Written by Pauline Karakat | Chicks Rock Blog
This past weekend, I had the good fortune of seeing a new documentary film entitled "Who Does She Think She Is?" which opened on Oct. 17, 2008 at the Angelika Film Center in New York City. This documentary film follows the trials and tribulations of five women artists, and how they maintain the shaky balance between motherhood and art in their lives. It is the kind of movie everyone should see, but may not be able to because of limited media coverage. "Who Does She Think She Is?" exposes the enduring sexism that continues to permeate the art world. I was unaware of this, until someone in the film asked random people outside of museums if they could name five women artists. No one could answer the question! I had a sinking feeling in my stomach when I realized that I couldn't give a complete response either.
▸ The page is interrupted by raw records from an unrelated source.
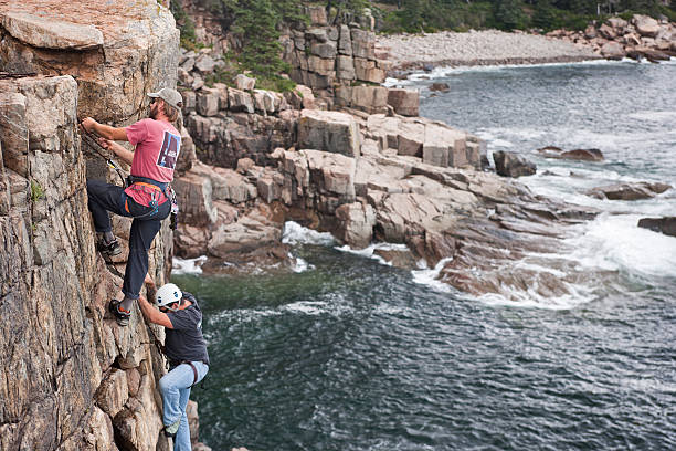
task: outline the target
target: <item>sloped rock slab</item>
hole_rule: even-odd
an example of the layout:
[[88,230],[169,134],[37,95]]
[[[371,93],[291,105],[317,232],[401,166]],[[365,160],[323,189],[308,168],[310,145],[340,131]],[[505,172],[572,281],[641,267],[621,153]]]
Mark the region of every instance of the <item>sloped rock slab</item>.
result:
[[651,183],[646,181],[637,183],[616,183],[606,187],[599,187],[587,192],[588,196],[596,199],[609,200],[641,200],[651,199],[670,189],[670,185]]
[[676,237],[676,217],[642,218],[638,220],[638,227],[669,237]]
My embarrassment turned to determination; I have to make an effort to learn more about those talented (and often unrecognized) women who see little of the artistic spotlight, as opposed to their male counterparts.
You don’t have to be an artist or even artistically inclined to understand the themes that run through "Who Does She Think She Is?" Even now, women are still expected to choose between what and who they really are and what is expected of them, as opposed to men. These battles are often waged within our psyches, as well as in society. I appreciated how the film explored the complexity of the internal and external conflicts that each artist confronts in their everyday lives. In a previous post, I discuss the societal pressures of being married versus being single, but I know we can be the most critical of ourselves.
As a woman, the ultimate message of the film resonates with me: women’s equality continues to be a work in progress, a battle that is fought on daily basis. Have you ever felt constricted by society's expectations because of your gender? Or do you feel that you limit yourself most of all?